Kintsugi : (金継ぎ, “golden joinery”), also known as Kintsukuroi (金繕い, “golden repair”), is the Japanese art of repairing broken pottery with lacquer dusted or mixed with powdered gold, silver, or platinum. As a philosophy, it treats breakage and repair as part of the history of an object, rather than something to disguise.
This week we lost our oldest dog, Bailey, rather unexpectedly. He was 17 years old, so we knew our days were growing short, but it was heart-wrenching to have to suddenly say goodbye all the same.
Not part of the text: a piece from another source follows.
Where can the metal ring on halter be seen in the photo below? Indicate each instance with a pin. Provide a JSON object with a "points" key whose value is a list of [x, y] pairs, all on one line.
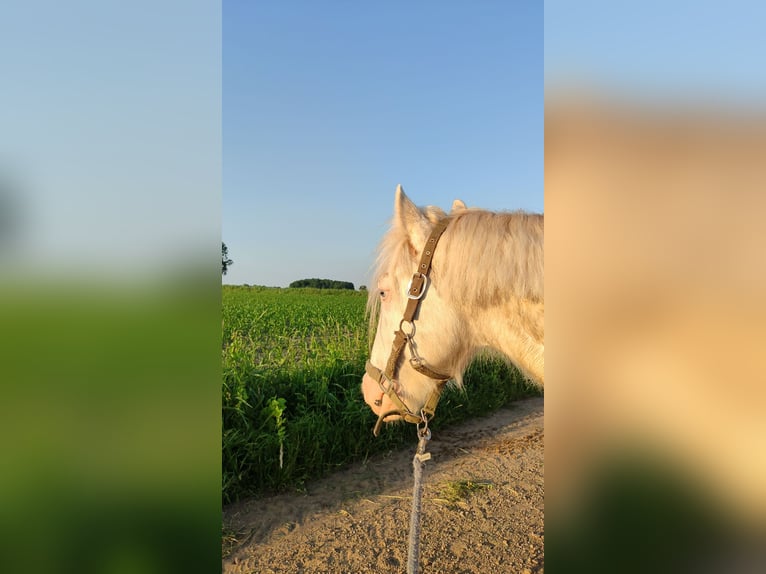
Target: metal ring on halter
{"points": [[412, 327]]}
He and I had a deep bond — he was a mama’s boy in the best, sweetest sense. He saw me through many highs and lows over the pat 15 years, always patient and sweet, loving and attentive. When our other dog would run to the door to bark at a potential intruder, Bailey would head straight to my lap to protect me, his low warning woofs reverberating through his soft little body. He loved to play fetch, unceasingly bringing back his toys for yet another throw, excitement lighting up his whole face. He would sleep in the crook of my knee every night, a warm and solid assurance, until arthritis and age prevented him from getting up and down from the bed safely. Even then he slept next to my side of the bed most nights, ever devoted. He’d lick my ankles and keep me company. He loved food and treats with a zeal that matched my own, the little foodie, and ever the optimist, he’d lay on the floor near us whenever we were cooking, earning him the nickname “lil’ chef.” Family and his pack were deeply important to him — for years he’d balk at going for walks unless all of us came along. When he scratched at the grass with his hind paws, he’d leave each leg stretched back for a beat or two, like the smallest dramatic ice skater. And in his last days, his intuitive attentiveness never wavered. He was clear-eyed and trusting to the very end, showing me love even as his little body was failing him.
My heart broke on Wednesday. But I am honoring Bailey as best I can, filling the cracks with golden memories. He would want me to feel safe and loved, the way he always worked so hard to do. He will always be in my heart, and I am forever grateful to this little dog for a lifetime’s worth of trust, care, and love. Rest well, my little bear. We will be together again. I love you.